'Guid.NewGuid() is returning duplicate values when used in a Parallel.For loop
I have an application that is hitting an API. As such, it does a query for all ID's in the object, and then has to query each item one at a time per ID. I'm doing this in a Parallel.For loop and adding each items data to a row in a datatable. Then I use sqlbulkcopy to send the datatable to a SQL server table.
If I do this without using Parallel.For, it works great. However, with Parallel.For, this line:
workrow["id"] = Guid.NewGuid();
is generating duplicate Guids. It's doing it often and causing the data to not load into the SQL server table because the id row in SQL is a Primary Key and doesn't allow duplicates. I tried locking:
lock (lockobject)
{
workrow["id"] = Guid.NewGuid();
}
This didn't help.
I tried not assigning an id to that field in hopes that SQL would generate it (it does have newid() on that field). That fails saying it can't insert a null.
I can't seem to just remove the id field from the datatable because then the columns don't align when I do the sqlbulkcopy.
Can someone help me here? I either need to figure out how to get Guid.NewGuid() to STOP producing duplicates OR I need to figure out a way to not pass in the id (always the first field in the datatable) so that SQL will generate the id.
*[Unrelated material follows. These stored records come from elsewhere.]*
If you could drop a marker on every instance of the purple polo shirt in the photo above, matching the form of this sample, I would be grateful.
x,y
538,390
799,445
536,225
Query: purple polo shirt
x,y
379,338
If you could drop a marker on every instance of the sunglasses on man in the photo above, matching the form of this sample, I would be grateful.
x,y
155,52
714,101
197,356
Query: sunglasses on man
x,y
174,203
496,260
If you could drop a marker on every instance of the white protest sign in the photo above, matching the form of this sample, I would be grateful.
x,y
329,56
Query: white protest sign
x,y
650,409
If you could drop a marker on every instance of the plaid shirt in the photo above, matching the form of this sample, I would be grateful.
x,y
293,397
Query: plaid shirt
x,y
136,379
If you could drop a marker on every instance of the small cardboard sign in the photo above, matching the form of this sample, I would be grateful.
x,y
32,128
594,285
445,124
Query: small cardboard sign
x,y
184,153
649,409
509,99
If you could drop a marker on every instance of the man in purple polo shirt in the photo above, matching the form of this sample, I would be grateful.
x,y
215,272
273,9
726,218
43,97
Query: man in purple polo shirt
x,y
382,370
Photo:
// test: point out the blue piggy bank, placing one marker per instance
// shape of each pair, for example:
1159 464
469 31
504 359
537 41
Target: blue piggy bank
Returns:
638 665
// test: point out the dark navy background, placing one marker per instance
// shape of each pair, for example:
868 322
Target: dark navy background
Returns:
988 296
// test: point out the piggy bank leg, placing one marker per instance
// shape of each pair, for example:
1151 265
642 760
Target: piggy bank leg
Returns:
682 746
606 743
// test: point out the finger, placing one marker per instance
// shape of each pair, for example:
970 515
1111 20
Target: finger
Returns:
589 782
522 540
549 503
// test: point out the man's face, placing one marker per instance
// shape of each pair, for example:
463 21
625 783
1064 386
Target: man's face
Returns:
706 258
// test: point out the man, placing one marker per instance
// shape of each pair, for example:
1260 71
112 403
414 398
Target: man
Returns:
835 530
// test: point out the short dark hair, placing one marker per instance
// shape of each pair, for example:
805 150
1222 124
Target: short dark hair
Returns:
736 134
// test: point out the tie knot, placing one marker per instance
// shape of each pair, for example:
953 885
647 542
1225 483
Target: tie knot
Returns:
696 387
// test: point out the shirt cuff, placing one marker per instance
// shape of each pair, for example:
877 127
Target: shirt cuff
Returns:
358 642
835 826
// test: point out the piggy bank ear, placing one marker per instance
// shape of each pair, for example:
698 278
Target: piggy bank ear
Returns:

Here is the code I use to generate one of tables:
public static DataTable MakeWorkflowTable()
{
DataTable Workflow = new DataTable("Workflow");
DataColumn id = new DataColumn("id", System.Type.GetType("System.Guid"));
Workflow.Columns.Add(id);
DataColumn OrgInfoID = new DataColumn("OrgInfoID", System.Type.GetType("System.Guid"));
Workflow.Columns.Add(OrgInfoID);
DataColumn Name = new DataColumn("Name", System.Type.GetType("System.String"));
Workflow.Columns.Add(Name);
DataColumn Active = new DataColumn("Active", System.Type.GetType("System.String"));
Workflow.Columns.Add(Active);
DataColumn Description = new DataColumn("Description", System.Type.GetType("System.String"));
Workflow.Columns.Add(Description);
DataColumn Object = new DataColumn("Object", System.Type.GetType("System.String"));
Workflow.Columns.Add(Object);
DataColumn Formula = new DataColumn("Formula", System.Type.GetType("System.String"));
Workflow.Columns.Add(Formula);
DataColumn ManageableState = new DataColumn("ManageableState", System.Type.GetType("System.String"));
Workflow.Columns.Add(ManageableState);
DataColumn NameSpacePrefix = new DataColumn("NameSpacePrefix", System.Type.GetType("System.String"));
Workflow.Columns.Add(NameSpacePrefix);
DataColumn TDACount = new DataColumn("TDACount", System.Type.GetType("System.Int32"));
Workflow.Columns.Add(TDACount);
DataColumn TriggerType = new DataColumn("TriggerType", System.Type.GetType("System.String"));
Workflow.Columns.Add(TriggerType);
DataColumn CreatedDate = new DataColumn("CreatedDate", System.Type.GetType("System.DateTime"));
Workflow.Columns.Add(CreatedDate);
DataColumn CreatedBy = new DataColumn("CreatedBy", System.Type.GetType("System.String"));
Workflow.Columns.Add(CreatedBy);
DataColumn LastModifiedDate = new DataColumn("LastModifiedDate", System.Type.GetType("System.DateTime"));
Workflow.Columns.Add(LastModifiedDate);
DataColumn LastModifiedBy = new DataColumn("LastModifiedBy", System.Type.GetType("System.String"));
Workflow.Columns.Add(LastModifiedBy);
return Workflow;
}
Here is the code I use to send it to the SQL server:
public static void SendDTtoDB(ref DataTable dt, ref SqlConnection cnn, string TableName)
{
using (SqlBulkCopy bulkCopy = new SqlBulkCopy(cnn))
{
bulkCopy.DestinationTableName =
TableName;
try
{
bulkCopy.WriteToServer(dt);
dt.Clear();
}
catch (Exception e)
{
logger.Warn("SendDTtoDB {TableName}: ORGID: {ORGID} : {Message}", TableName, dt.Rows[0]["OrgInfoID"], e.Message.ToString());
if (e.Message.ToString().Contains("PRIMARY KEY"))
{
foreach(DataRow row in dt.Rows)
{
logger.Warn("ID: {id}", row["id"]);
}
}
}
}
}
As you can see in the catch statement, I set it to write out the ID's to the log so I could see them for myself and, sure enough, there is a duplicate there. So frustrating! I really don't want to take out the Parallel.For and single thread it if I don't have to.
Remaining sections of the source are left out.